Fuentes de Educació achacan estas grandes diferencias, en parte, al hecho de que la convocatoria –impulsada por Ustec, Aspepc, CC OO, CGT y UGT– era mayúscula, afectando a una gran diversidad de sectores. Y es que, en la huelga del pasado día 11 estaba convocado todo el sistema educativo: desde guarderías a colegios e institutos hasta escuelas de adultos y de educación especial, tanto públicas como privadas. La convocatoria afectaba a funcionarios, interinos de centros educativos de la Generalitat, municipales o dependientes de Justicia, pero iba más allá e incluía personal laboral de las oficinas del Departamento en Via Augusta y el personal de ocio educativo (desde extraescolares, vetlladores, comedores escolares y casas de colonias).

Ustec critica el método de cálculo del Departamento, porque asegura que simplemente se divide el número de huelguistas por el total de plantilla. El problema es que, en ese total, también se incluyen los docentes de baja o los que cumplen los servicios mínimos. “Ello puede inflar artificialmente el número de no huelguistas”, critica Ustec. El sindicato también deplora la “poca claridad” en los datos del Departamento, porque no discriminan entre escuelas públicas y concertadas.

Las direcciones consultadas por este diario también admiten disfunciones en la aplicación VAGA, que es la se usa para comunicar los datos de seguimiento en las huelgas. Explican que en el programa aparecen todos los docentes en plantilla, incluyendo los servicios mínimos y los que estaban de baja. “Yo tengo un docente haciendo dos medias jornadas con dos asignaturas diferentes y lo han contado como dos profesores. Todo lo que han podido sumar lo han puesto, han inflado el total”, se queja un director. Otra directora ha detectado incluso que un mismo docente aparecía varias veces repetido en la aplicación. Una dirección habla también de problemas a la hora de fijar los servicios mínimos en las escuelas de adultos. “Un centro tenía destinados 16 docentes en servicios mínimos cuando solo tiene 15 en plantilla. El problema es que la orden fijaba las dotaciones según el número de aulas, pero esto en estos centros no funciona porque tienes pocos profesores para muchas aulas”.

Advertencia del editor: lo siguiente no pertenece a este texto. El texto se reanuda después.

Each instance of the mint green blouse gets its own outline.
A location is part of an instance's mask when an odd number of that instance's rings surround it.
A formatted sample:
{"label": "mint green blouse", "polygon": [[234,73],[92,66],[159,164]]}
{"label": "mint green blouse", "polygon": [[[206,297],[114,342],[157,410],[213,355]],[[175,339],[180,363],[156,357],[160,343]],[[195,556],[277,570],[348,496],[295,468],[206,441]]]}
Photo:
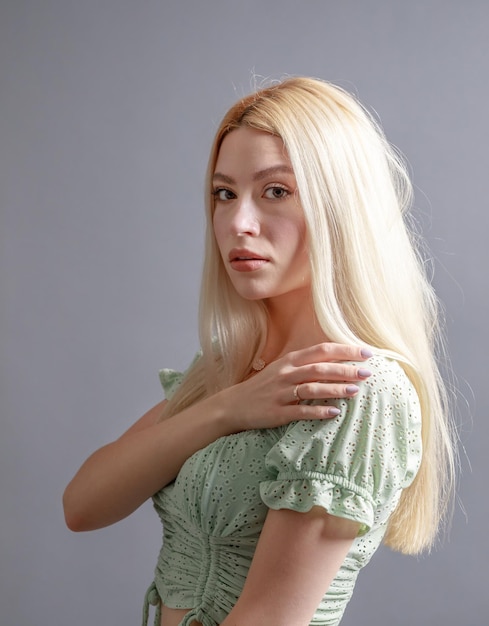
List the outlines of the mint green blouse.
{"label": "mint green blouse", "polygon": [[[365,365],[365,364],[362,364]],[[217,626],[240,596],[269,508],[309,511],[361,524],[311,625],[339,624],[359,571],[421,461],[418,397],[400,365],[375,356],[355,398],[325,400],[341,415],[221,437],[193,454],[153,496],[163,546],[144,606],[189,609],[181,622]],[[167,397],[184,374],[161,372]],[[284,547],[286,549],[286,547]]]}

El Departamento admite como disfunción que se cuente en el total el personal en servicios mínimos. Asimismo, detalla que el porcentaje de comunicación de centros se realiza teniendo en cuenta todos los convocados, incluyendo los que no dependen de la Generalitat, como las guarderías municipales, además de las unidades de la sede de Via Augusta: en total, unos 7.500. Y en el porcentaje de seguimiento se tiene en cuenta todo el personal de la pública, mientras que de la concertada solo se contabiliza la plantilla de aquellas escuelas que comunican los datos, “ya que la concertada usa otro aplicativo y el Departamento no conoce la plantilla total de estos centros”, justifican desde Educación. A estos hay que añadir también todo el personal laboral del mismo Departamento, además de los administrativos y profesionales de apoyo educativo de los centros educativos.

Los cálculos sindicales

El sindicato Ustec elevó el seguimiento a un 85% en la pública. La organización defiende que el cálculo lo realiza a través de “datos obtenidos por canales propios, mediante encuestas y comunicaciones con centros y docentes de diferentes territorios”. Ustec asegura que trabaja “con una muestra amplia y territorialmente distribuida” -un tercio de los centros- y calcula el porcentaje, obviando los servicios mínimos “para evitar distorsiones”.